L’obbligazione delle 5 P nei
confronti delle donne dovrebbe consistere in un vincolo giuridico tra donna e
Stato con lo scopo di realizzare e garantire le seguenti azioni: Promuovere una
cultura che non discrimini le donne; Prevenire, con misure idonee, la violenza
maschile sulle donne; Proteggere le donne che vogliono fuggire dalla violenza
maschile; Perseguire i crimini commessi nei confronti delle donne;Procurare un
risarcimento, non solo economico, alle vittime di violenza. L’ultima normativa
in materia di violenza di genere c.d. legge sul femminicidio (d.l. 14 agosto2013, n. 93, conv., con mod., dalla l. 15 ottobre 2013, n. 119) ha introdotto
nel settore del diritto penale sostanziale e processuale una serie di misure,
preventive e repressive, per combattere la violenza contro le donne per motivi
di genere. Senza prevedere, però, la fattispecie del reato di femminicidio ma
normalizzando le nozioni di “violenzadomestica” (o violenza intrafamiliare) e di “violenza assistita”(quando i
minori assistono ad episodi di violenza in danno di figure familiari di
riferimento come per esempio i genitori o i fratelli).
La mancata previsione di
un reato specifico di femminicidio (o femicidio), come espressione della
violenza di genere che produce la morte della donna per mano maschile presenta evidenti
difficoltà connesse alla tipizzazione del fatto punibile. Non è agevole infatti
tradurre in una formula dai contorni ben definiti il movente dell’autore
(uccisione di una donna a causa della sua condizione di donna) espresso con un
concetto di tipo sociale ogniqualvolta
l’uomo ricorra alla violenza ogniqualvolta ravvisi la necessità di riaffermare il proprio
potere sulla donna, e provarlo in casi concreti. La determinatezza dei
presupposti della responsabilità penale pretende una descrizione precisa della
condotta di chi uccide una donna “in quanto donna”, dovendola poi
necessariamente differenziare dalle uccisioni di donne con movente diverso.

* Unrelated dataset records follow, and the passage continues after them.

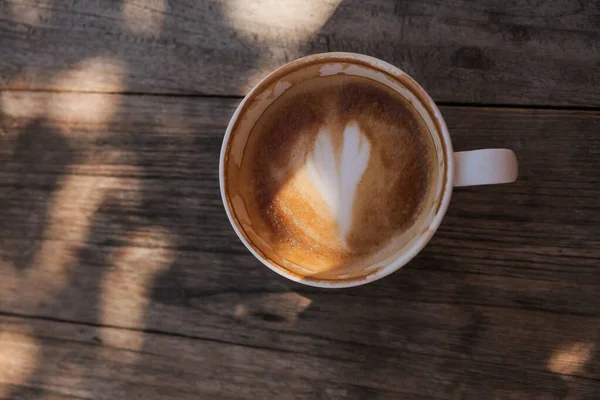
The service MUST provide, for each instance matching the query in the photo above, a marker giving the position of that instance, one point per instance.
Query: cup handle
(485, 167)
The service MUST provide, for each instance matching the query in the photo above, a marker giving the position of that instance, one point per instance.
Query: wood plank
(81, 361)
(525, 52)
(113, 218)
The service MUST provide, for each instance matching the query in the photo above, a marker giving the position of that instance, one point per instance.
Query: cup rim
(447, 188)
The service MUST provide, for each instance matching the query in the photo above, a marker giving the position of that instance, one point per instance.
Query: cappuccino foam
(334, 172)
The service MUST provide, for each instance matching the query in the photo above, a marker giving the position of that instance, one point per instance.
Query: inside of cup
(399, 249)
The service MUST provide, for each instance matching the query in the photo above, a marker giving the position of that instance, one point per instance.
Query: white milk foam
(337, 178)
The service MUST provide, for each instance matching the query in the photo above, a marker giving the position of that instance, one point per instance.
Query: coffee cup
(337, 169)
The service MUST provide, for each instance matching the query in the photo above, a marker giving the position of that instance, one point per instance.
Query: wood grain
(525, 52)
(112, 220)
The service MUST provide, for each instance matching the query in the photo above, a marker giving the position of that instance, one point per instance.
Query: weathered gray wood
(82, 361)
(525, 52)
(111, 216)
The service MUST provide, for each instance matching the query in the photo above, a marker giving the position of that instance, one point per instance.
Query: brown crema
(295, 215)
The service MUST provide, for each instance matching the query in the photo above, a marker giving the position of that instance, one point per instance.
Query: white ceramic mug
(477, 167)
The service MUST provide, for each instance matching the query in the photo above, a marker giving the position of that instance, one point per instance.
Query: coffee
(334, 171)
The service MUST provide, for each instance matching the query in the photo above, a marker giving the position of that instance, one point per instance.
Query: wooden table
(120, 276)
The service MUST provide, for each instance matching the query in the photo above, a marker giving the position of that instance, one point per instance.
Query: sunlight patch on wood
(571, 358)
(279, 20)
(19, 356)
(66, 110)
(102, 74)
(127, 286)
(144, 17)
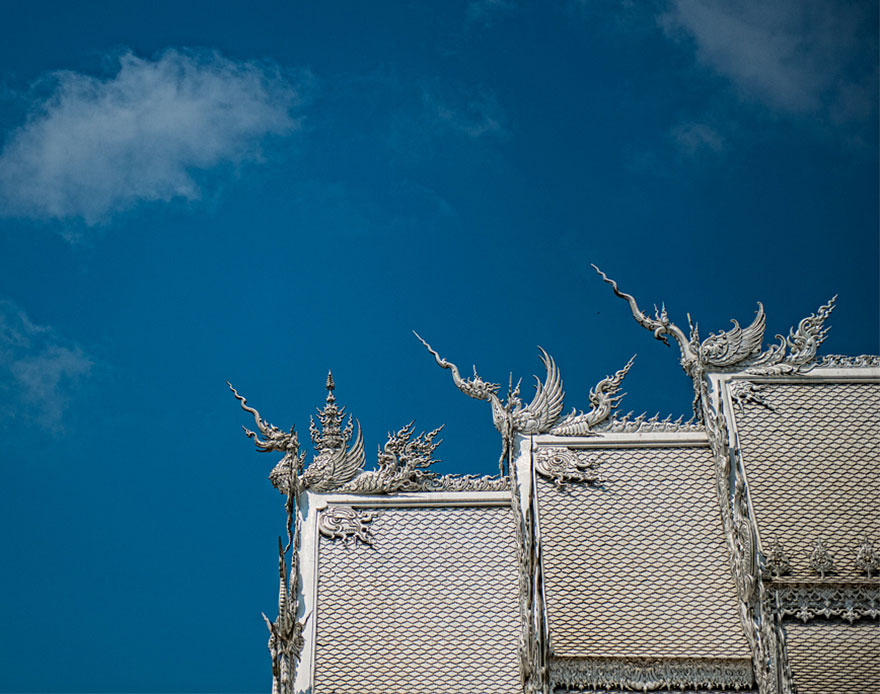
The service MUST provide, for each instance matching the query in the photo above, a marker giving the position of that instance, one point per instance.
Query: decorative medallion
(344, 523)
(568, 465)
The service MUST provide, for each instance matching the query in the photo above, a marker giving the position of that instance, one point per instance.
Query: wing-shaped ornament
(547, 404)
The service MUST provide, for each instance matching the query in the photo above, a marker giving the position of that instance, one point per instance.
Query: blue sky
(261, 191)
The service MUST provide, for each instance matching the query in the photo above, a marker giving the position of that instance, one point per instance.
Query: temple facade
(736, 551)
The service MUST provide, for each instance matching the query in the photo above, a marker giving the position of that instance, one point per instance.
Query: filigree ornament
(643, 674)
(568, 465)
(746, 392)
(333, 466)
(603, 400)
(346, 523)
(841, 361)
(776, 560)
(738, 347)
(402, 464)
(867, 558)
(536, 418)
(821, 561)
(628, 424)
(805, 602)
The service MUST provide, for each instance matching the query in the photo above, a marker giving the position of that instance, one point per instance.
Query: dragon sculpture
(509, 416)
(735, 348)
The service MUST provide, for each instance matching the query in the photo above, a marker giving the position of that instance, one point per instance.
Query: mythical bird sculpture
(334, 465)
(603, 399)
(510, 415)
(735, 348)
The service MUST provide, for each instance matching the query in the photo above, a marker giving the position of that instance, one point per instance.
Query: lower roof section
(426, 600)
(649, 674)
(828, 657)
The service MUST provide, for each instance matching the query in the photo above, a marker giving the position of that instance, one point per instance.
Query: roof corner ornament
(735, 348)
(821, 561)
(509, 416)
(344, 523)
(867, 558)
(603, 399)
(562, 465)
(776, 560)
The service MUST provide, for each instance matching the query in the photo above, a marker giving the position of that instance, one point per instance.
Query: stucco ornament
(821, 561)
(776, 560)
(737, 348)
(509, 416)
(346, 523)
(867, 558)
(603, 400)
(568, 465)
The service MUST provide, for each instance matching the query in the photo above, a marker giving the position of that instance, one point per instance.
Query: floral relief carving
(568, 465)
(346, 523)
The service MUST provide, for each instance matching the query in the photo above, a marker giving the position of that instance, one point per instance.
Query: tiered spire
(331, 436)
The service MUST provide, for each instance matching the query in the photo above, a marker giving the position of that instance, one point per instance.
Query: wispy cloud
(422, 128)
(39, 370)
(697, 139)
(795, 56)
(94, 146)
(474, 114)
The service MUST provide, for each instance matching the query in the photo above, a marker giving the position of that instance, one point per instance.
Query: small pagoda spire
(331, 436)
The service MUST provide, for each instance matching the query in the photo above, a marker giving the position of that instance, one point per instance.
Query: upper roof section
(811, 453)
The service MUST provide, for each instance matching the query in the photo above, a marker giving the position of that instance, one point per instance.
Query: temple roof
(811, 453)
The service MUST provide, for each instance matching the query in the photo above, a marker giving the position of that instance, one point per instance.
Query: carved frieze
(806, 601)
(643, 674)
(346, 523)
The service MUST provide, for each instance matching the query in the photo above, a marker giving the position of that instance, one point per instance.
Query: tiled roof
(834, 657)
(432, 607)
(638, 566)
(812, 454)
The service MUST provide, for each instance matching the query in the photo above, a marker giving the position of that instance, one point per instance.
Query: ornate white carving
(867, 558)
(821, 561)
(737, 348)
(603, 399)
(643, 674)
(509, 416)
(568, 465)
(776, 561)
(840, 361)
(402, 464)
(806, 601)
(742, 392)
(346, 523)
(631, 425)
(332, 466)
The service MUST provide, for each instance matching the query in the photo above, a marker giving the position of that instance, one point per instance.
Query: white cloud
(95, 146)
(695, 139)
(795, 56)
(39, 370)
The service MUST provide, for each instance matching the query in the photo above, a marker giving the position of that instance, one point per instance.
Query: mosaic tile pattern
(639, 567)
(431, 607)
(812, 458)
(834, 657)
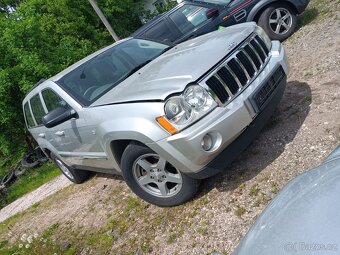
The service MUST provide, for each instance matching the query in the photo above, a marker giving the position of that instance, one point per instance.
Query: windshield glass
(223, 2)
(100, 74)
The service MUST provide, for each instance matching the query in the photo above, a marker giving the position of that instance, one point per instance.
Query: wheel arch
(117, 148)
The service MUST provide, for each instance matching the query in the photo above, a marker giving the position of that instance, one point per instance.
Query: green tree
(41, 38)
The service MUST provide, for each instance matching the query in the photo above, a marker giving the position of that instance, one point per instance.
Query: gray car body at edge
(303, 218)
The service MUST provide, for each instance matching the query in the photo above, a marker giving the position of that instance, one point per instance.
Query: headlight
(264, 36)
(183, 110)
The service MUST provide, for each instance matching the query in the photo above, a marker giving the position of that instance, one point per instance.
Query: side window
(189, 17)
(160, 32)
(28, 116)
(53, 100)
(37, 109)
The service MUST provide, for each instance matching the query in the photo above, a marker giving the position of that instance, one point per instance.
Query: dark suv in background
(193, 18)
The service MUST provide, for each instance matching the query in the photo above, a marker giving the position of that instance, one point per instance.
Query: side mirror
(212, 13)
(58, 116)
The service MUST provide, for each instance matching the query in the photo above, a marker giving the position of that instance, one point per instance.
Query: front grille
(239, 70)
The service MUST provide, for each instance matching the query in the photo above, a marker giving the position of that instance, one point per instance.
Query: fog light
(207, 142)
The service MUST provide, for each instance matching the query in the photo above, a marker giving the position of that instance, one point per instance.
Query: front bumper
(232, 127)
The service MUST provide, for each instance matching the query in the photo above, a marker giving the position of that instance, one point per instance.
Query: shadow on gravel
(307, 17)
(270, 143)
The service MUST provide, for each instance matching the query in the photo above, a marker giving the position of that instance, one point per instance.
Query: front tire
(154, 179)
(74, 175)
(279, 21)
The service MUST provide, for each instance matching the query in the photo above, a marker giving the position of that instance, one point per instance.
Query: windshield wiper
(135, 69)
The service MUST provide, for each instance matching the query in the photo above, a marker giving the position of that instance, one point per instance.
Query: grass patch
(240, 211)
(254, 190)
(33, 179)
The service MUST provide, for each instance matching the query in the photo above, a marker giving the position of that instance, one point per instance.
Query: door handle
(59, 133)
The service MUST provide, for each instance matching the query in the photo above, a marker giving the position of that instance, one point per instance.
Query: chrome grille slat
(234, 76)
(224, 85)
(256, 53)
(250, 60)
(237, 71)
(244, 69)
(264, 52)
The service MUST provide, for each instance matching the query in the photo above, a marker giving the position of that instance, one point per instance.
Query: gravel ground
(303, 131)
(33, 197)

Questi larghi margini di incertezza dei criteri di imputazione oggettiva e
soggettiva della fattispecie da incriminare come femminicidio, e da formulare
con elementi propri che vanno al di là del sesso della vittima, ricostruibili
nella prassi solo in termini ipotetici e congetturali, soprattutto per quanto
riguarda il movente dell’autore, descritto come “movente di genere”.
Tuttavia, questa
previsioni permanendo nell’ambito di protezione della donna legata o già legata
al suo aggressore da un rapporto affettivo, rischierebbe di tipicizzare solo i c.d. “femminicidi
intimi” (realizzati da un uomo in danno di una donna durante o al termine di
una relazione sentimentale), lasciando fuori una tipologia di violenze che non
si limitano ai rapporti di tipo affettivo ma a tutt’altro tipo di relazioni,
come, per esempio l’omicidio dei clienti o degli sfruttatori in danno delle
prostitute. La previsione di una fattispecie ad hoc di femminicidio, autonoma e
più grave rispetto a quella di omicidio, in funzione di maggior tutela della
donna, a parte le segnalate difficoltà di tecnica legislativa, pone inquietanti
interrogativi di legittimità costituzionale, oltre che di opportunità, in
ragione della violazione dell’uguaglianza formale del bene vita per l’omicidio
dell’uomo e della donna. Il diritto penale rimane (e deve rimanere) neutrale
rispetto ai sessi. E’ vero che in taluni casi l’applicazione uniforme del
diritto è una delle molte facce che può assumere la discriminazione. In realtà,
dietro l’atteggiamento di chi propone uno “statuto penale speciale” per le
donne, o un “diritto penale della differenza” connotato dal genere femminile
del soggetto passivo che miri a riconoscere alle donne maggiore protezione di
quella degli uomini in relazione ai reati che si collocano nell’area della
violenza maschile verso il genere femminile, c’è una visione di una società
sessista e patriarcale cui, consapevolmente o inconsapevolmente, aderisce.
La
lotta per porre fine alla violenza maschile sulla donna è incompatibile con
l’idea di un diritto penale al femminile, di un regime “speciale” di protezione
penale delle vittime in ragione del genere al quale appartengono. Tutta
l’attenzione deve essere rivolta all’azione di mobilitazione delle coscienze
per trasformare modi di pensare e istituzioni costruite sull’assunto
dell’inferiorità femminile e per modificare la realtà sociale ancora
organizzata su una bipartizione di generi che avvantaggia gli uomini e mantiene
le donne discriminate o escluse. E per invertire la rotta la risposta deve
essere, anzitutto, politica, con l’obiettivo di ricostruire un patto sociale
tra donne e istituzioni dello Stato.